日本の有権者には「サギ」だと思われている。
オザワから見れば「オウム」のような存在。
でも鳥自身は「ハト」だと言い張っている。
「カッコウ」だけは一人前に付けようとするが、
お「フクロウ」さんに、「タカ」っているらしい。
それでいて、約束したら「ウソ」に見え、
身体検査をしたら「カラス」のように真っ黒、
疑惑には口を「ツグミ」、釈明会見では「キュウカンチョウ」になるが、
実際は「ヌエ(鵺)」のようだ。
頭の中身は「シジュウガラ」、実際は単なる鵜飼いの「ウ」。
「キジ」にもなる「トキ」の人だが、
私はあの鳥は日本の「ガン」だと思う。
世界の金融市場はヨーロッパのPIIGS(ポルトガル、イタリア、アイルランド、ギリシャ、スペイン)と呼ばれる5カ国を代表に財政破綻している国が多く、ユーロもドルも危機感が広がり、円買いが続いています。
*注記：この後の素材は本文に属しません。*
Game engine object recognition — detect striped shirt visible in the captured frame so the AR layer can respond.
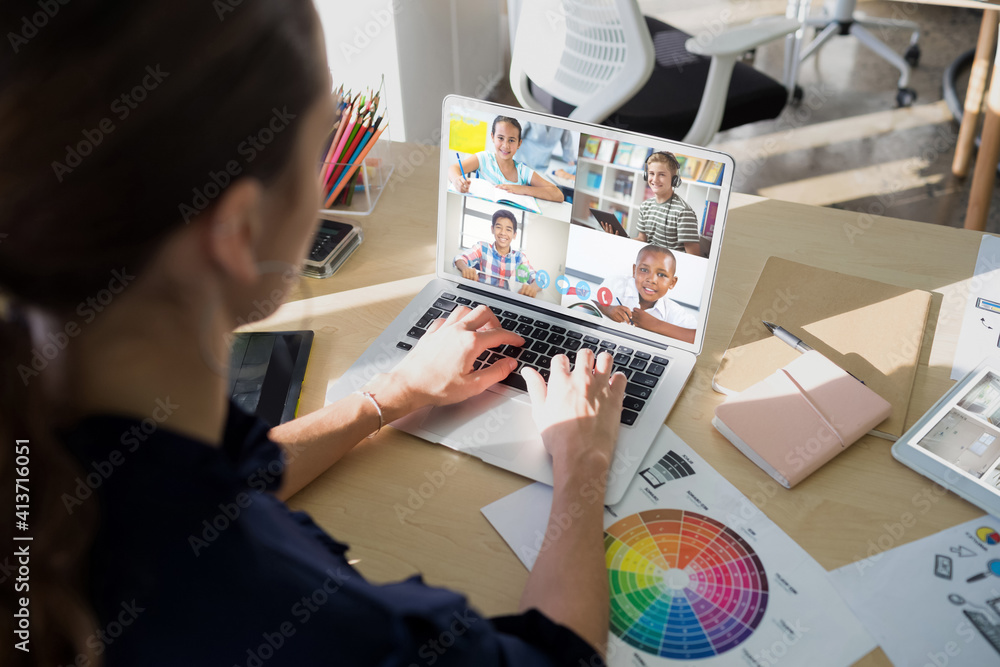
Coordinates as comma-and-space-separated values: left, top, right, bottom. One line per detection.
636, 197, 699, 252
453, 241, 535, 289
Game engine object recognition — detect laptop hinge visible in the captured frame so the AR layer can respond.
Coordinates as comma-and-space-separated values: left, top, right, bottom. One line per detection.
455, 285, 670, 350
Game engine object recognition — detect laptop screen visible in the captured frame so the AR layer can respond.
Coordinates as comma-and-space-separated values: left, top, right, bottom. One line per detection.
437, 96, 733, 353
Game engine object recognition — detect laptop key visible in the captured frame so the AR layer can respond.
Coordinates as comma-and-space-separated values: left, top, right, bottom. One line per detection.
503, 345, 521, 359
622, 396, 646, 412
500, 373, 528, 391
434, 299, 458, 313
632, 371, 656, 387
625, 382, 653, 401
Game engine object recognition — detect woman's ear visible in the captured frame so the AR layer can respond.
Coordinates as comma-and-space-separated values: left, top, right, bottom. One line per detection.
203, 178, 263, 284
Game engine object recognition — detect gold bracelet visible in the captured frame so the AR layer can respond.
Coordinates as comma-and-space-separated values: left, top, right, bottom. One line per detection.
354, 391, 385, 439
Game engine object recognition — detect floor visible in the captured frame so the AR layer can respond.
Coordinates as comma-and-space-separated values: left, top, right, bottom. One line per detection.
501, 0, 1000, 233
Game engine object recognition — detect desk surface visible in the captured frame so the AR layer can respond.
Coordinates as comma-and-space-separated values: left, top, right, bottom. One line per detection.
255, 144, 982, 665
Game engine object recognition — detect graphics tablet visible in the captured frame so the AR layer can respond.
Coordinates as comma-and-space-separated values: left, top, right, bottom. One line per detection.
892, 357, 1000, 517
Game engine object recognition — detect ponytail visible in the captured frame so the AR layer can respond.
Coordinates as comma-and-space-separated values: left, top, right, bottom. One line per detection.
0, 304, 100, 666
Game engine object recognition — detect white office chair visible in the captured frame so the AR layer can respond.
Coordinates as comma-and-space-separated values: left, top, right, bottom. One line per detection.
510, 0, 801, 145
785, 0, 920, 107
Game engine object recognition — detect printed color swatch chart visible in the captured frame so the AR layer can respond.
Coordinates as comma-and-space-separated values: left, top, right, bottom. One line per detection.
483, 427, 872, 667
604, 510, 767, 660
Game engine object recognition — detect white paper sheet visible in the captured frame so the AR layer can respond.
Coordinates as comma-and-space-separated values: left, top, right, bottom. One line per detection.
951, 236, 1000, 380
482, 427, 875, 667
830, 515, 1000, 667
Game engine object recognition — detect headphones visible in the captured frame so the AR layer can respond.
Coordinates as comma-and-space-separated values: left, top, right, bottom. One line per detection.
642, 151, 682, 188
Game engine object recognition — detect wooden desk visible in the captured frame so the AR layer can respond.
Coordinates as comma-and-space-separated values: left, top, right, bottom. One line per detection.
256, 140, 982, 665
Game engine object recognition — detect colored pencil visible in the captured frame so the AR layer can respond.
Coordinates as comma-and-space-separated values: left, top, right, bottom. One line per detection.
323, 127, 385, 208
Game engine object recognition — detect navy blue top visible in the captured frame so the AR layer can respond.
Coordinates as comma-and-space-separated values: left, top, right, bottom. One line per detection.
63, 404, 603, 667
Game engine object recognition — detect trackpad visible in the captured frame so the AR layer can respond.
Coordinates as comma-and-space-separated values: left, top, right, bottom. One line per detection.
420, 391, 544, 461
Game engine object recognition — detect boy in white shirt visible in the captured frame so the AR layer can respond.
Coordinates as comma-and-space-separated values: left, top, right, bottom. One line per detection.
595, 245, 697, 343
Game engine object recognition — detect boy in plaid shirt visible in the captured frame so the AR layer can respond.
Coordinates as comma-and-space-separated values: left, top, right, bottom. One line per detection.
454, 209, 540, 296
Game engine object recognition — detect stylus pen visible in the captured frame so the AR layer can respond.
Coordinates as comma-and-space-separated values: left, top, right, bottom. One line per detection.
761, 320, 812, 352
615, 297, 635, 326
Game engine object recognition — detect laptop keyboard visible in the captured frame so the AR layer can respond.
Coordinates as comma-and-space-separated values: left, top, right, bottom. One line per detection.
396, 292, 668, 426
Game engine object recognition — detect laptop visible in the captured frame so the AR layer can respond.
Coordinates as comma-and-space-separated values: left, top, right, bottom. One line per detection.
326, 96, 734, 503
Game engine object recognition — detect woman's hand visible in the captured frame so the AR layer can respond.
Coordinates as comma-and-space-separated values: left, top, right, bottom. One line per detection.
366, 306, 524, 422
521, 348, 626, 478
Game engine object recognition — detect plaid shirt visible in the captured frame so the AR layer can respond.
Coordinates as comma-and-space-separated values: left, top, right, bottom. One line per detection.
452, 241, 535, 289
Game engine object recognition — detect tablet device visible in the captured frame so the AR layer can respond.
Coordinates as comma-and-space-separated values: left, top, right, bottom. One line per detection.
892, 357, 1000, 517
590, 208, 628, 238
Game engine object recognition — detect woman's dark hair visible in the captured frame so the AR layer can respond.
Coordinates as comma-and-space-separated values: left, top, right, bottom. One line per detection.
490, 116, 521, 141
490, 213, 517, 239
0, 0, 329, 665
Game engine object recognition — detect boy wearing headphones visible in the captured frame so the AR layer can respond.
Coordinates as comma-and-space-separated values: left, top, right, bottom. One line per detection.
635, 151, 701, 257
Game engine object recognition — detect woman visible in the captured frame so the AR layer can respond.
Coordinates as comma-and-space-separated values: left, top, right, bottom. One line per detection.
0, 0, 625, 667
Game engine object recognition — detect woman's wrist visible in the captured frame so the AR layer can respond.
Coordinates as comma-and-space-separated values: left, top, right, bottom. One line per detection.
360, 373, 426, 424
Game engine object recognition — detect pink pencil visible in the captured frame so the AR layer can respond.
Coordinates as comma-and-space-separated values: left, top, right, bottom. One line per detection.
320, 105, 357, 183
320, 107, 350, 183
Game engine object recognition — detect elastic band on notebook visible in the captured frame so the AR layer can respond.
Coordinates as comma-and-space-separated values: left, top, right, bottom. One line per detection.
781, 368, 847, 447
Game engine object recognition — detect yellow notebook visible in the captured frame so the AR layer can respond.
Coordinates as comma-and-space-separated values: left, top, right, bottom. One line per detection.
712, 257, 931, 440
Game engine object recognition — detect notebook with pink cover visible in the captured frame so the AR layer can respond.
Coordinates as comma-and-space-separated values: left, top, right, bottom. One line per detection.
712, 351, 892, 488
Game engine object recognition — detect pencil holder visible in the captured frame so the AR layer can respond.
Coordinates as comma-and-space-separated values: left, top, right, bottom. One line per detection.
319, 118, 395, 215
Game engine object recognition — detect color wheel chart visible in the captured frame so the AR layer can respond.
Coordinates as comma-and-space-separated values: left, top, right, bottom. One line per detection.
604, 509, 768, 660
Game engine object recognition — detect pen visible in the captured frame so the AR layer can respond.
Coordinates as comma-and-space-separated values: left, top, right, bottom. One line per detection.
761, 320, 867, 386
615, 297, 635, 326
761, 320, 812, 352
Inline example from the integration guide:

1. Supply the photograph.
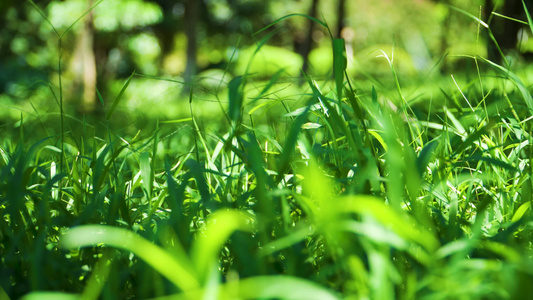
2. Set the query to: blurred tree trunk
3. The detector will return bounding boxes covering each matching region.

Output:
[483,0,527,62]
[184,0,199,89]
[299,0,318,73]
[72,0,96,114]
[336,0,346,38]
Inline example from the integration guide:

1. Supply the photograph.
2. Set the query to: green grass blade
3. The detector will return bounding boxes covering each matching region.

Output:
[416,139,440,178]
[60,225,199,291]
[139,152,154,203]
[105,71,135,120]
[333,39,347,103]
[191,210,253,282]
[522,0,533,33]
[228,76,243,124]
[232,275,341,300]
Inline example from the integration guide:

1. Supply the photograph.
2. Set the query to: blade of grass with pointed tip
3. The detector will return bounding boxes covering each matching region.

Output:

また北朝鮮有事でも円買いで、いかに円が強い通貨かが分かります。
そんな中、沖縄を行ったり来たりするハトで大丈夫かと心配ですが、なぜこれほど財政赤字で景気が悪く、政治が混迷を極める国の通貨が強いのでしょうか…!?
これは日本の借金の中身とキャッシュフローにあります。
日本の国債残高はずっと増え続けているものの、実は他国からの借金である「対外債務」はほとんどありません。
日本の国債はその大部分を国内の金融機関に販売しています。
一方で、日本は外貨準備高など財政余力に優れており、世界でも指折りの債権国で、尚且つ現在の環境下でも貿易黒字が続いています。
すなわちキャッシュフローが黒字なのです。
会社経営に置き換えれば、身内からの借入は膨大にあるが銀行からの借入はほとんどなく、キャッシュフローが黒字なのですぐに倒産することはないだろう…
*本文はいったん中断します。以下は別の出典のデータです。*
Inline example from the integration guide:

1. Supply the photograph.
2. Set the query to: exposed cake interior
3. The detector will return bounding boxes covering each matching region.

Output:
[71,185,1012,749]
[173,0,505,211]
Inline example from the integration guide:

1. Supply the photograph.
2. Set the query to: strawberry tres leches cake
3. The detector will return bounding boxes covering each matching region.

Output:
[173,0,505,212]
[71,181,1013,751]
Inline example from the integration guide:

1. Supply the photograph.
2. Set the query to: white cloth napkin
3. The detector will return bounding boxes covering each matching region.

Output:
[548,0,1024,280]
ということで、一時避難場所として円が買われているのです。
では会社経営でキャッシュフローを良くするにはどうすればいいのでしょうか…!?
ポイントは2つです。
①回収と支払いのバランス、すなわち売掛債権の回収と、仕入債務の支払いのサイトバランスを良くする。
②棚卸資産の回転日数、すなわち商品を仕入れてから売上げに掛かるまでの日数を短くする。
このどちらかでも悪くなれば資金繰りは悪化します。
あの松下電器産業(現パナソニック)でも、1兆円あった金融資産が3000億円に減ってしまったことがあり、
その主な原因は「売上げの機会損失を避けるための過剰在庫」だったのです。
つまり、「在庫」は「財庫」ではなく「罪庫」なのです。
なぜ大企業でもこんな当たり前の状況に陥るかというと、株主から「増収増益」を求められるからです。
つまり、損益計算書の世界です。
中小企業も同じで、売上目標と利益目標は掲げても、在庫目標を掲げることはまずありません。
実地棚卸も決算期末だけです。
これでは税務署のために棚卸をしていることになります。
損益だけでなくキャッシュフローを考えて、「在庫は罪庫」と覚えておいて下さい。